The meetings topic is “Confederate Reunions in Franklin, Tennessee 1877-1925”

As with the former members of the Union Army, Confederate veterans also formed organizations where their members could get together and reminisce about their time in the Civil War. Thus was formed the United Confederate Veterans, and much later, the Sons of Confederate Veterans.

In addition to their reunions, these camps helped to raise money to care for Confederate cemeteries and raise monuments on battlefields in many Southern towns like the one in downtown Franklin, Tennessee.  These camps, along with the United Daughters of the Confederacy, helped keep the memory of the Confederate soldier alive and helped write much of the Lost Cause history via the magazine Confederate Veteran or by books.

This month’s program, by noted Williamson County historian Rick Warwick, will examine the Confederate reunions held in Franklin, Tennessee between 1877 and 1925.  Over time, all of these camps fell apart due to the passing of its members but they left behind a history that will form the basis of this program.
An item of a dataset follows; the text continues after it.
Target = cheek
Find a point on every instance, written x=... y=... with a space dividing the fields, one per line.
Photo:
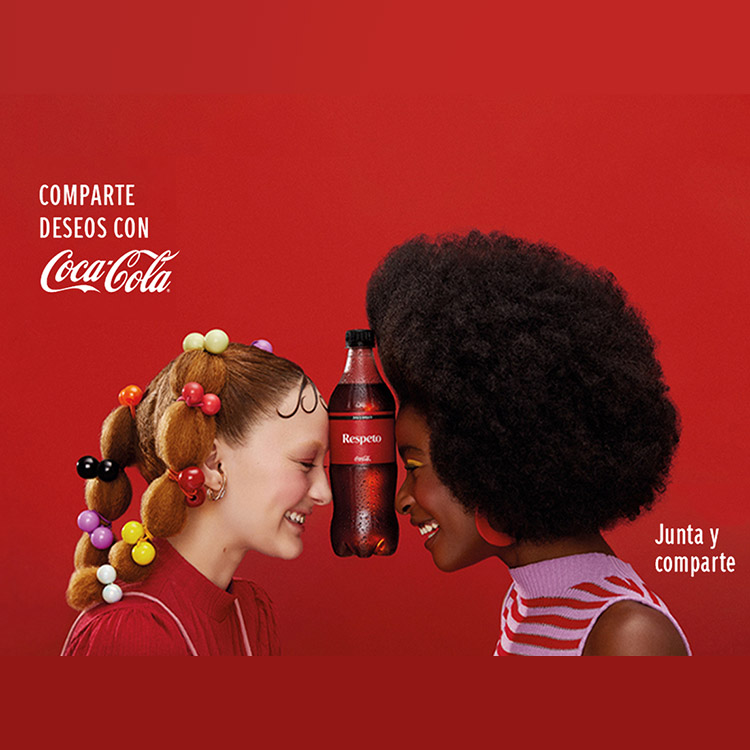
x=289 y=488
Rick Warwick is a retired school librarian, Williamson County, Tennessee historian, editor of the Williamson County Historical Society Journal and the author of several Williamson County related books including the authoritative, Williamson County: Civil War Veterans-Their Reunions & Photographs.

He has served on the boards of the Carter House, Carnton Plantation, The Heritage Foundation of Franklin and Williamson County, Franklin’s Charge and is currently serving on the African American Heritage Society of Williamson County and the Tennessee Historical Commission.